Tools & Strategies News

Machine Learning Tool Predicts Heart Failure Treatment Response

New machine learning approach may help identify and predict diuretic responsiveness among patients with acute decompensated heart failure.

heart disease risk predictive analytics

Source: Getty Images

By Shania Kennedy

- A research team from The Texas Heart Institute recently developed a machine learning (ML) tool capable of characterizing and predicting diuretic responsiveness in individuals with acute decompensated heart failure (ADHF).

ADHF is characterized by the presence of too much fluid in the body, and the condition is a major driver of hospitalization, morbidity, and mortality. Treatment for ADHF typically involves using diuretic drugs to relieve and manage heart congestion.

However, patients have different responses to these treatments, and some exhibit diuretic resistance. Treating these patients is a challenge, as there is a lack of consensus around how clinicians should approach diuretic resistance in ADHF patients who are hemodynamically stable, the researchers noted.

The study further indicated that in these cases, it is often recommended that clinicians should work to optimize the dosage of loop diuretics that patients are receiving before moving to consider combination therapy. But there is no consensus around how much the dosage should be adjusted before introducing other diuretic drugs.

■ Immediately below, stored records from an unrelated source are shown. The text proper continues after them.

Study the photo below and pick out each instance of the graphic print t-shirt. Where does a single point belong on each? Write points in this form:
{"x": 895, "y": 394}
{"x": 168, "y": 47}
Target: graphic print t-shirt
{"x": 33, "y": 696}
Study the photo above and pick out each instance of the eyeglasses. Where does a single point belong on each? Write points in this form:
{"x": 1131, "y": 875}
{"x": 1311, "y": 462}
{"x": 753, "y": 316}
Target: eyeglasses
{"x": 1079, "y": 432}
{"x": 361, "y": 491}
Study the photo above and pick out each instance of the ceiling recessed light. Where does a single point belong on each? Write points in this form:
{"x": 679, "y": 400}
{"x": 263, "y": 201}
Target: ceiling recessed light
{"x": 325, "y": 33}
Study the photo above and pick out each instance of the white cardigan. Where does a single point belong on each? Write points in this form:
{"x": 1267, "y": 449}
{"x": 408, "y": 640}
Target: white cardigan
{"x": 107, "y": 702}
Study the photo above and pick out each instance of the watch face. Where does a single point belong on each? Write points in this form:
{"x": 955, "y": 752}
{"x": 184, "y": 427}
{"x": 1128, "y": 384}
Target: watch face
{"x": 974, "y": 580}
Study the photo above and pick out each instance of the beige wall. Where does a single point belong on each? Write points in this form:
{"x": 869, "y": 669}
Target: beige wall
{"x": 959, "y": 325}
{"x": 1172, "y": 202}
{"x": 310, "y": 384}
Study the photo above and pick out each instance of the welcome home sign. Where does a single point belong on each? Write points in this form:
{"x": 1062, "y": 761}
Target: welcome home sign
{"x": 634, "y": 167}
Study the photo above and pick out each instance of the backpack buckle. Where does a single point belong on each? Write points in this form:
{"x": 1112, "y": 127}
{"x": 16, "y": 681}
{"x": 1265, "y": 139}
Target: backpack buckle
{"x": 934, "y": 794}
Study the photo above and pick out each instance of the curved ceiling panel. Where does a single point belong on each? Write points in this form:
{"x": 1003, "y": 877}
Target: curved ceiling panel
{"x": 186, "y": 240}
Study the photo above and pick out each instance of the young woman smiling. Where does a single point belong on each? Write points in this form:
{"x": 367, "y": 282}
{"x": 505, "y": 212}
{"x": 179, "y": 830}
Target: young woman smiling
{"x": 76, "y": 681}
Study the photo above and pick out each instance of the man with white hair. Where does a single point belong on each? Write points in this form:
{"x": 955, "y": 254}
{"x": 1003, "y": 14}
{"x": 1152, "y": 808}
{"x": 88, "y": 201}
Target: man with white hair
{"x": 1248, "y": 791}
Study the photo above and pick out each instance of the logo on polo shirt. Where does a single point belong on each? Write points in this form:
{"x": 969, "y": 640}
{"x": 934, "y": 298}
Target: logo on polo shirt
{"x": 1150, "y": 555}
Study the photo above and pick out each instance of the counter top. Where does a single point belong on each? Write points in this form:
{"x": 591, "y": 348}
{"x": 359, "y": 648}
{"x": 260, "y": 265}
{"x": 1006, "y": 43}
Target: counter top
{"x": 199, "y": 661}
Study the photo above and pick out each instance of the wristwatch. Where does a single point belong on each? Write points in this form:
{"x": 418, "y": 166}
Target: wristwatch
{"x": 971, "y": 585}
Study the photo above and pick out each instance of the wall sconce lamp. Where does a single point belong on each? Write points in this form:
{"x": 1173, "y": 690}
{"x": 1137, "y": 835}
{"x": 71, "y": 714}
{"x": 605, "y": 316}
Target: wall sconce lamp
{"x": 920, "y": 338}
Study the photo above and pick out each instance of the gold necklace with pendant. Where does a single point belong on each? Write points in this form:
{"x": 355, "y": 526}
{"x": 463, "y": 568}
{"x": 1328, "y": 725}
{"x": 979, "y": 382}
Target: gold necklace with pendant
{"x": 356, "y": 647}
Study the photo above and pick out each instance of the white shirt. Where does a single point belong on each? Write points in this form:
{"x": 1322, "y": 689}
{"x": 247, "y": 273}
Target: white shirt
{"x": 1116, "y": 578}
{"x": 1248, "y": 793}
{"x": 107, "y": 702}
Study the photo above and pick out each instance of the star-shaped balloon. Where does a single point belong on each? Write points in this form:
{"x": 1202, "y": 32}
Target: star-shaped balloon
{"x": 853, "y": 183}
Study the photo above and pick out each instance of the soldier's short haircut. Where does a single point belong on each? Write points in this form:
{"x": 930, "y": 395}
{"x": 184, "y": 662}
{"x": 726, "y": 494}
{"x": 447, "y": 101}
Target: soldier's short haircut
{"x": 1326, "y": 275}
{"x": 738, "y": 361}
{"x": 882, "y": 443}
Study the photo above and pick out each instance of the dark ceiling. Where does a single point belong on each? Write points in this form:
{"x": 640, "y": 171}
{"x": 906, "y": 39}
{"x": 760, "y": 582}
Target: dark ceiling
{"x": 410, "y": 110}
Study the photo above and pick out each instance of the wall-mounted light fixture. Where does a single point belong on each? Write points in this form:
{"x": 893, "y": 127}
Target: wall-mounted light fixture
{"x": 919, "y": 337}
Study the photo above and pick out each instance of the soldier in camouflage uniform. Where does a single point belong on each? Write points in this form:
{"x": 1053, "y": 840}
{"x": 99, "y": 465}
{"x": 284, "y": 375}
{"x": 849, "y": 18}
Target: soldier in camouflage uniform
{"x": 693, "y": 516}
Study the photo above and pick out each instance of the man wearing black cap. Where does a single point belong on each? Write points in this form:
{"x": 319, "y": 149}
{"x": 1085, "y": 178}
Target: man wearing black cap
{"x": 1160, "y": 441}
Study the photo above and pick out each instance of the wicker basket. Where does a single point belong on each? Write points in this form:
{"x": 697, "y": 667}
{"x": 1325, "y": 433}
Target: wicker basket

“Inefficient diuretic response in hospitalized patients can hinder treatment progress and increase the risk of post-discharge rehospitalization and mortality. It’s crucial to identify individuals with low diuretic efficiency early on to tailor decongestion strategies and improve clinical outcomes,” explained Matthew Segar, MD, a third-year cardiovascular disease fellow at The Texas Heart Institute, in the news release.

To help predict treatment responsiveness and improve outcomes for patients with ADHF, the research team turned to ML.

Using de-identified, publicly available clinical trial data from the National Heart, Lung, and Blood Institute (NHLBI) Biologic Specimen and Data Repository Information Coordinating Center, the researchers built an ML-based diuretic efficiency phenomapping approach and diuresis score.

The model, known as BAN-ADHF, leveraged this information to identify and classify patients into subgroups based on diuretic efficiency. Patients within each group had similar characteristics, but were found to be clinically distinct from those outside of their subgroup in terms of diuretic therapy responsiveness.

Patients also demonstrated significant differences in clinical outcomes, such as length of stay and mortality. Patients in the group with the highest diuretic resistance had notable increases across both metrics compared to their peers.

The research team underscored that these findings show how the tool’s ability to predict a patient’s probability of being in the group with the least diuretic response may have significant prognostic utility.

“We know the BAN-ADHF score can accurately identify, characterize, and predict diuretic resistance among individuals with ADHF mathematically. Now we must take this medical knowledge and conduct a clinical study to evaluate whether implementing the BAN-ADHF score in our care protocols improves outcomes for patients hospitalized with acute decompensated heart failure,” said Segar.

ML and other AI tools have demonstrated high potential in a host of cardiovascular care-related use cases.

Last week, researchers from the University of Michigan shared that an ML model they built can accurately predict death, major bleeding events, and the need for blood transfusion in patients undergoing percutaneous coronary intervention (PCI).

PCI is minimally invasive and considered to be less risky than other approaches to angioplasty and stent placement, but it still carries significant risks that clinicians can struggle to stratify effectively.

The ML model is designed to provide support to these clinicians by predicting patients’ risk for adverse post-PCI outcomes. The model also incorporates patient feedback to improve the shared decision-making process.

The tool is freely available as a smartphone and computer application for researchers.